Vous en faites pas, moi non plus les bandes-annonces ne me disaient pas grand-chose. N’eut été de la figuration de Clint Eastwood à toutes les étapes de ce film (réalisation, musique, jeu), il ne m’aurait probablement pas intéressé. Million Dollar Baby ne semblait qu’une mise à jour d’un des premiers rôles d’Hilary Swank, dans The Next Karate Kid. Puis, la rumeur s’est mise à circuler qu’il s’agissait d’un des plus grands films de l’année. Million Dollar Baby s’est fait attendre sur les écrans québécois mais disons tout de suite qu’il valait bien cette attente, et plus encore.

Frankie Dunn est un ex « cut man », celui qui vous rapièce pour que vous puissiez terminer votre combat de boxe sans perdre tout votre sang. Retraité depuis longtemps, Frankie s’est recyclé dans l’entraînement de nouveaux boxeurs. Alors qu’il vient de se faire abandonner par son plus récent espoir, Dunn voit surgir dans son gym Maggie, une (pas si) jeune femme qui désire être entraînée par Frankie. Réticent au départ, le vieil homme cède finalement devant l’implacable volonté de la sympathique jeune femme et accepte d’en faire une boxeuse.

Voilà qui résume la première moitié de Million Dollar Baby. Je n’en dirai pas plus car moins on en sait, plus le film aura d’impact. Ne laissez personne vous gâcher le plaisir de découvrir les détours de ce film dont l’intérêt principal n’est absolument pas la boxe. Les préoccupations d’Eastwood sont plus accessibles, universelles et profondes.
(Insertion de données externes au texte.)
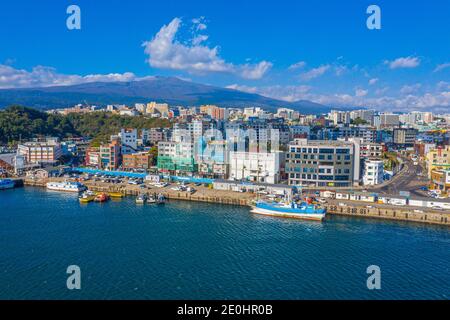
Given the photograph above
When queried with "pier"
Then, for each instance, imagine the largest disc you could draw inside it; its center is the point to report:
(204, 194)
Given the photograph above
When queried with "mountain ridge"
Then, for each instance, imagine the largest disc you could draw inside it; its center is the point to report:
(172, 90)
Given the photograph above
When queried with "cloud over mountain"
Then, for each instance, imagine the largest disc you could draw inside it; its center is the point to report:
(166, 52)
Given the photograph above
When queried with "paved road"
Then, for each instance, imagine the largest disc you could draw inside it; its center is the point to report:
(410, 180)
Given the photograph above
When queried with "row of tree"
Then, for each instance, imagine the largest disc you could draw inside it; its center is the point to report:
(21, 123)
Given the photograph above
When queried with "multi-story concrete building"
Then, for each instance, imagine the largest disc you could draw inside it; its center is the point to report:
(110, 155)
(373, 172)
(438, 158)
(176, 157)
(389, 120)
(128, 139)
(93, 157)
(139, 160)
(255, 166)
(47, 151)
(371, 150)
(405, 137)
(214, 112)
(154, 135)
(440, 179)
(323, 163)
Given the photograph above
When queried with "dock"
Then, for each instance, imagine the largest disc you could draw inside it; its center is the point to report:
(204, 194)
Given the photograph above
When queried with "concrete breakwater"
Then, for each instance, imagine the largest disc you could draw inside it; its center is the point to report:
(203, 194)
(359, 210)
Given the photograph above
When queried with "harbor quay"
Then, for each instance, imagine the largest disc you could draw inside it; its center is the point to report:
(210, 195)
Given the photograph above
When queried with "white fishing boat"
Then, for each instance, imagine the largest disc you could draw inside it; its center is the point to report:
(66, 186)
(6, 184)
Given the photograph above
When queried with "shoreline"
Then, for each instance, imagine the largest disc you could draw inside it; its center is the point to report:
(352, 208)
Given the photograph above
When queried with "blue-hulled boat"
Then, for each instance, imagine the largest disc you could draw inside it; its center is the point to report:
(6, 184)
(290, 210)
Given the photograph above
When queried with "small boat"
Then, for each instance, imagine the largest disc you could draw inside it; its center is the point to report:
(6, 184)
(116, 194)
(160, 199)
(86, 197)
(141, 199)
(102, 197)
(66, 186)
(151, 199)
(290, 210)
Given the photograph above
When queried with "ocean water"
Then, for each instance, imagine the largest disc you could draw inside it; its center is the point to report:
(188, 250)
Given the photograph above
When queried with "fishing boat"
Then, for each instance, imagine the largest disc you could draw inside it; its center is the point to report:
(151, 199)
(290, 210)
(102, 197)
(141, 199)
(116, 194)
(66, 186)
(160, 199)
(86, 197)
(6, 184)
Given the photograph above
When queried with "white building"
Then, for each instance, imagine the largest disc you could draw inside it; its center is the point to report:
(339, 116)
(48, 151)
(128, 138)
(373, 172)
(255, 166)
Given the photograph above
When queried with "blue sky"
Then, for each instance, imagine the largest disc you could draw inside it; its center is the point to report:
(291, 50)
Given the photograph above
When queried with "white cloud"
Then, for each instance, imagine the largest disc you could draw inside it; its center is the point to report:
(41, 76)
(199, 23)
(361, 92)
(165, 52)
(285, 93)
(404, 62)
(297, 65)
(408, 89)
(381, 91)
(441, 67)
(315, 72)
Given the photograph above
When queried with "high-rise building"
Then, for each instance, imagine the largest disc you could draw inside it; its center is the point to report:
(255, 166)
(323, 163)
(404, 136)
(373, 172)
(128, 139)
(47, 151)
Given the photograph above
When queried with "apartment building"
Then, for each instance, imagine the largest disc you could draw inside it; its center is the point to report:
(405, 137)
(128, 139)
(323, 163)
(373, 172)
(110, 155)
(41, 152)
(256, 166)
(438, 158)
(139, 160)
(176, 157)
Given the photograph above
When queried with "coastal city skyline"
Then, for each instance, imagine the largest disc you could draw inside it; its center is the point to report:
(347, 66)
(237, 153)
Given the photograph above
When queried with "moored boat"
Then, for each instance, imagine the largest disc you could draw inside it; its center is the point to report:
(290, 210)
(66, 186)
(6, 184)
(151, 199)
(141, 199)
(116, 194)
(86, 197)
(160, 199)
(102, 197)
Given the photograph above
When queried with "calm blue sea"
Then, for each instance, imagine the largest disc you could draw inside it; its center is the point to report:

Il sera difficile de trouver réalisateur américain ayant accomplit trois films aussi achevés, presque parfaits, que Unforgiven, Mystic River et Million Dollar Baby. Eastwood y démontre une maîtrise de son art, une maturité dramatique hors du commun et un raffinement renversant pour le bon goût et la sobriété dans sa façon de tourner. Il laisse les personnages vivre à l’écran et leur histoire porter le film, sans artifice et sans embellissement superflu. On sent également une évolution dans la façon d’Eastwood de voir le monde, moins noir et blanc qu’avant mais plutôt teinté de gris constant. Les questions sont de plus en plus difficiles et les bonnes réponses encore plus floues semble-t-il affirmer. La justesse de la réalisation d’Eastwood n’a d’égale que la justesse de sa direction d’acteurs. Même lorsque leur personnage risque de verser dans le cliché, les interprétations de Morgan Freeman, Hilary Swank et surtout Eastwood lui-même assurent la véracité constante du récit. Le trio principal est constitué de gens de chair et d’os et ce n’est que très rarement que le scénario tombe dans la caricature (comme pour la famille de Maggie).

La première heure de Million Dollar Baby constitue un drame sportif conventionnel, certes, mais rudement efficace et porté par des vétérans à leur aise. Les séquences de boxe présentent une rudesse et une violence qui nous apparaît réaliste et Swank s’y donne sans compter (elle a tourné elle-même chaque séquence de combat).

La seconde partie redéfinit complètement le film et nous offre la performance de la carrière d’Eastwood. Elle met en lumière les thèmes qui concernent vraiment le réalisateur et son scénariste, Paul Haggis, qui a adapté les nouvelles du recueil Rope Burns de F.X. Toole, pseudonyme d’un vétéran de la boxe. Elle nous apporte aussi la plus récente preuve que Clint Eastwood est devenu un cinéaste hors pairs, subtil et se foutant des conventions du système hollywoodien. Espérons maintenant que ce ne sera pas son chant du cygne.